Selain itu, terdapat rumusan fundamental yang strategis dari hasil masukan berbagai anggota Pansus bersama Panja pemerintah.
A. Adanya definisi terorisme agar lingkup kejahatan terorisme dapat diidentifikasi secara jelas sehingga tindak pidana terorisme tidak diidentikkan dengan hal-hal sensitif berupa sentimen terhadap kelompok atau golongan tertentu tapi pada aspek perbuatan kejahatannya
B. Menghapus sanksi pidana pencabutan status kewarganegaraan.

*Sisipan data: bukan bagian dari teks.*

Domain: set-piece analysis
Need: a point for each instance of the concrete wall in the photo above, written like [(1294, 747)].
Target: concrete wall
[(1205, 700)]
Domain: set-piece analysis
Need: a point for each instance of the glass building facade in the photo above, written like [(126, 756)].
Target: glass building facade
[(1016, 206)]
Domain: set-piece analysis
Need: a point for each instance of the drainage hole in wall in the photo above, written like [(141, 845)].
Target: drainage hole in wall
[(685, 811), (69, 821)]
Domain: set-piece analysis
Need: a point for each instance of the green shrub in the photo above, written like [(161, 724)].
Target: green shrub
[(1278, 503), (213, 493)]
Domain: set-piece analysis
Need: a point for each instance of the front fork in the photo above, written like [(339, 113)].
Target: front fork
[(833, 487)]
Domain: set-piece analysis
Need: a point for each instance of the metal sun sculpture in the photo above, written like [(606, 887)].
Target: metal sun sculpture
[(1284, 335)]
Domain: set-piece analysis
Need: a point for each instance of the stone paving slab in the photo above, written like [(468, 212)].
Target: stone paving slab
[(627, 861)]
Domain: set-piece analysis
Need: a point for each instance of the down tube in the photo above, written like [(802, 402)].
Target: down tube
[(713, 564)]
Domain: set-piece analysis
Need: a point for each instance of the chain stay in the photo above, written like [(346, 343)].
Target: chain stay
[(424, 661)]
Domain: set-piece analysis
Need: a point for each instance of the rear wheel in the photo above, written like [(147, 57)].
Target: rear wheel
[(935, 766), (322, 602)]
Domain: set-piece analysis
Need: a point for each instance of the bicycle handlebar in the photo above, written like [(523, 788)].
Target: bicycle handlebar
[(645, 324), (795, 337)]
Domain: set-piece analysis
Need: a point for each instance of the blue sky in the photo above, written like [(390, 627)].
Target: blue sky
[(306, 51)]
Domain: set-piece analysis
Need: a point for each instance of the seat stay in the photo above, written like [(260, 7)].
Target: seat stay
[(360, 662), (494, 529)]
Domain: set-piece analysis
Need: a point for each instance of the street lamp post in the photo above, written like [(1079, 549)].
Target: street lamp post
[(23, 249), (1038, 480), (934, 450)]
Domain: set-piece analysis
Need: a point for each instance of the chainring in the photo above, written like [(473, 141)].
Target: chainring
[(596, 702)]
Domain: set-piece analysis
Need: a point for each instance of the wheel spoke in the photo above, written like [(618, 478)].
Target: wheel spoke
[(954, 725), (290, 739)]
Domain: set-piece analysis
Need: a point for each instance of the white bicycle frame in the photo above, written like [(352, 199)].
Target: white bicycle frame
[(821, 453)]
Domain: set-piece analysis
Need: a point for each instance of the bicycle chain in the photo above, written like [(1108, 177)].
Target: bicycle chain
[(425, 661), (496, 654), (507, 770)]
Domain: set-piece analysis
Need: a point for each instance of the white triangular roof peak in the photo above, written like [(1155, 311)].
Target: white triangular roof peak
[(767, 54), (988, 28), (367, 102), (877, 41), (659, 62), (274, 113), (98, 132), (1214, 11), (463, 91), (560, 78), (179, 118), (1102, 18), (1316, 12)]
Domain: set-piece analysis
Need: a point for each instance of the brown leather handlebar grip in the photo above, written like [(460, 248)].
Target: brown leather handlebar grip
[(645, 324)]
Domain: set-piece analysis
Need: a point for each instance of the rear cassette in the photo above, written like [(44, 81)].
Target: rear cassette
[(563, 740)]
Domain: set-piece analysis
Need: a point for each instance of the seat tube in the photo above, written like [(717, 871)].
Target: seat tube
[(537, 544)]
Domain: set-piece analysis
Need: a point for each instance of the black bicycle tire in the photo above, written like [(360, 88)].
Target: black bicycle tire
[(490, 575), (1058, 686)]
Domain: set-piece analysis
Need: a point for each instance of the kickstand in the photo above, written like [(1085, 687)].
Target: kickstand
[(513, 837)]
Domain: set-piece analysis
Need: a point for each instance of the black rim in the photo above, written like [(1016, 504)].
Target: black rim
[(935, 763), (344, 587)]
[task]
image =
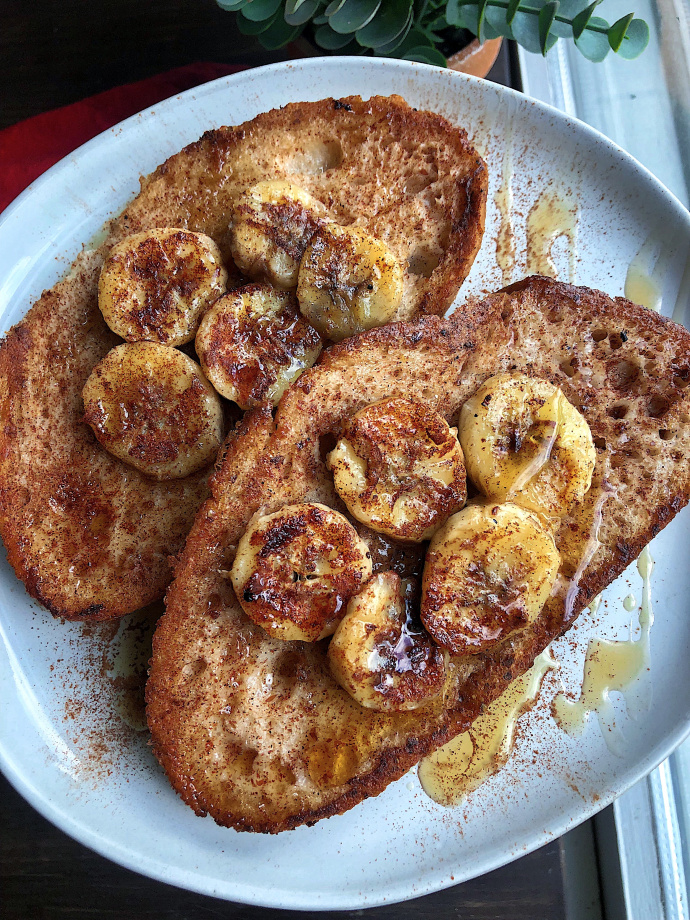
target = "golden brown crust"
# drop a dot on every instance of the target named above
(407, 177)
(89, 536)
(91, 539)
(271, 761)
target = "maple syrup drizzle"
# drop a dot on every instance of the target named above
(461, 766)
(621, 666)
(642, 281)
(552, 216)
(505, 238)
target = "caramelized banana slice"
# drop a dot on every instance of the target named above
(348, 282)
(380, 656)
(399, 469)
(295, 570)
(151, 406)
(272, 223)
(253, 343)
(155, 285)
(525, 442)
(488, 572)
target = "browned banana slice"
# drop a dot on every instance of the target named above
(296, 569)
(155, 285)
(151, 406)
(399, 469)
(348, 281)
(253, 343)
(380, 656)
(272, 222)
(488, 572)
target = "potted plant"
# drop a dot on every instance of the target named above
(432, 31)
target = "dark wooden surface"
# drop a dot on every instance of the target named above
(53, 53)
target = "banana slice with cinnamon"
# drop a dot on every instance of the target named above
(296, 569)
(253, 343)
(272, 222)
(488, 572)
(150, 406)
(399, 468)
(155, 285)
(380, 656)
(348, 282)
(524, 442)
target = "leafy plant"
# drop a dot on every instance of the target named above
(431, 30)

Hal ini dikarenakan sesuai universal declaration of human right 1948 adalah hak bagi setiap orang atas kewarganegaraan dan tidak seorang pun dapat dicabut kewarganegaraannya secara sewenang-wenang atau ditolak haknya untuk mengubah kewarganegaraannya
C. Menghapus pasal yang dikenal oleh masyarakat sebagai pasal Guantanamo yang menempatkan seseorang sebagai terduga terorisme di tempat atau lokasi tertentu yang tidak dapat diketahui oleh publik
D. Menambahkan ketentuan mengenai perlindungan korban tindak pidana terorisme secara komprehensif mulai dari definisi korban, ruang lingkup korban, pemberian hak hak korban yang semula di UU 15/2003 hanya mengatur kompensasi dan restitusi saja. Kini dalam UU Tindak Pidana Terorisme yang baru telah mengatur pemberian hak berupa bantuan medis rehabilitasi psikologis, rehabilitasi psikososial, santunan bagi korban yang meninggal dunia, pemberian restitusi dan pemberian kompensasi
E. Mengatur pemberian hak bagi korban yang mengalami penderitaan sebelum RUU Tindak Pidana Terorisme ini disahkan. Artinya bagi para korban sejak bom Bali pertama sampai Bom Thamrin
F. Menambahkan ketentuan pencegahan. Dalam konteks ini, pencegahan terdiri dari kesiapsiagaan nasional kontraradikalisasi dan deradikalisasi
G. Memasukkan ketentuan bahwa korban terorisme adalah tanggung jawab negara
H. Melakukan penguatan kelembagaan terhadap BNPT dengan memasukkan tugas, fungsi, dan kewenagan BNPT
I. Menambah ketentuan mengenai pengawasan yang dibentuk dan terdiri dari anggota DPR
J. Menambah ketentuan pelibatan TNI yang dalam hal pelaksanaannya akan diatur dalam Peraturan Presiden dalam jangka waktu pembentukannya maksimal 1 tahun setelah UU ini disahkan
K. Mengubah ketentuan kejahatan politik dalam Pasal 5, di mana mengatur bahwa tindak pidana terorisme dikecualikan dari kejahatan politik yang tidak dapat diekstradisi. Hal ini sesuai ketenuan UU 5/2006 tentang Pengesahan Konvensi Internasional Pemberantasan Pengeboman Oleh Teroris
L. Menambah pasal yang memberikan sanksi terhadap aparat negara yang melakukan abuse of power.